More From the “Murky Bucket”

The inspiration for my title comes from Lorcan Dempsey, who some years ago, before I joined him at OCLC, put a name to the unease I had been feeling about the state of library metadata. In a Library Journal column I had bemoaned the fact that not only was it impossible for library users to limit a search to online items available online in full, it was impossible for us to even implement such a feature.

Lorcan responded to that column, citing the ” ‘murky bucket syndrome’ that affects any large bibliographic database—we cannot entirely, unambiguously slice and dice the database because of historic data entry and cataloging practices that…were not oriented toward our new needs.” I’ll say. Also, around that time my soon-to-be colleagues at OCLC Research wrote a paper about some related work they had done: “Mining for Digital Resources: Identifying and Characterizing Digital Materials in WorldCat”.

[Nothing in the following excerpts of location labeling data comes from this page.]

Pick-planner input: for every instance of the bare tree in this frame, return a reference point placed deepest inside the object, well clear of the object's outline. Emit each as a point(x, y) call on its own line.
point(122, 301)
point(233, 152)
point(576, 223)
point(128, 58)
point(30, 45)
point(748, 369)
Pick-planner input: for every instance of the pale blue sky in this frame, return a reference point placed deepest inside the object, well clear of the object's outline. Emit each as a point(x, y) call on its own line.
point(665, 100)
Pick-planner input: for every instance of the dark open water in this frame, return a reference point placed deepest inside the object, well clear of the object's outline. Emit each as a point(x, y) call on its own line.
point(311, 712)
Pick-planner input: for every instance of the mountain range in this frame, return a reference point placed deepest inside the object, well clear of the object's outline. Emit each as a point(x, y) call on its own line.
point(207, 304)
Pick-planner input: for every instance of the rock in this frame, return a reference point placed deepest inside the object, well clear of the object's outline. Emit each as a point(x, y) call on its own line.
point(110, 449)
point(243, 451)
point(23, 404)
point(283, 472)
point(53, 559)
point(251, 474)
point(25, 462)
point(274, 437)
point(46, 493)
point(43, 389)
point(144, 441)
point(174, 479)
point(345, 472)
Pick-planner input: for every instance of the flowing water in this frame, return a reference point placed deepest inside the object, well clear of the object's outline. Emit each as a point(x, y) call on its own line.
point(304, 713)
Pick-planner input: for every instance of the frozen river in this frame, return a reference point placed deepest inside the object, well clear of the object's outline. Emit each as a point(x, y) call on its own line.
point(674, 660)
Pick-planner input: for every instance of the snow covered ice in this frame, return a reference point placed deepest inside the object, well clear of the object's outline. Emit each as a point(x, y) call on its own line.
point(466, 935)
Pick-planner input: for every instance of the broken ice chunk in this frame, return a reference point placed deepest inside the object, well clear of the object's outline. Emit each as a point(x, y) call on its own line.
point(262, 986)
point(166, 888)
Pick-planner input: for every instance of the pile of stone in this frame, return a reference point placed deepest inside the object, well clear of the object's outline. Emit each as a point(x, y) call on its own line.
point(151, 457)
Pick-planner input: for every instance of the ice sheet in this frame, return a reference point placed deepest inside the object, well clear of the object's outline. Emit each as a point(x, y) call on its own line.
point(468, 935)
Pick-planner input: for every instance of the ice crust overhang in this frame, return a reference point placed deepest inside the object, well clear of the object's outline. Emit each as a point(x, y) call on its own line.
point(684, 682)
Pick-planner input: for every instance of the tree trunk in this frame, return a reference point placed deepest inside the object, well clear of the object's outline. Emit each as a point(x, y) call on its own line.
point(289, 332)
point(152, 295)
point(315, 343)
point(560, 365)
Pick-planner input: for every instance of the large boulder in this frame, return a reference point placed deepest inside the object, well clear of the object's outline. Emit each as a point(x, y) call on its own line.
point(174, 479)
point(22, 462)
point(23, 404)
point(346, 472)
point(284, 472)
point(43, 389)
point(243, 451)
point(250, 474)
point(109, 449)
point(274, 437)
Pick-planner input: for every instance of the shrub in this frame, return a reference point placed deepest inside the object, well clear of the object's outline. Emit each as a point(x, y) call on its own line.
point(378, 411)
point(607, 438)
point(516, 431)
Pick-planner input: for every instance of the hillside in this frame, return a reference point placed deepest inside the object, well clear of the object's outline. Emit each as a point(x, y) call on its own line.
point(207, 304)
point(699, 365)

Later I did a deeper investigation into this while still at the California Digital Library, from which came an informal report called “Trouble in Online Paradise: An Analysis of MARC 856 Usage at One Institution”. Basically, I took 1,000,000 MARC records from UC Berkeley, pulled out all of the 856 fields (about 20,000 at the time), and analyzed them. Since I have that work on my prototype server, you can still play around with it if you want.

Enough background. Now we are working to try to do something about this. As part of this work, we have been taking a closer look at the nearly 40 million 856 fields in WorldCat. We’re doing a number of things, but what I wanted to demonstrate in this post is just how much murk lurks in the bucket.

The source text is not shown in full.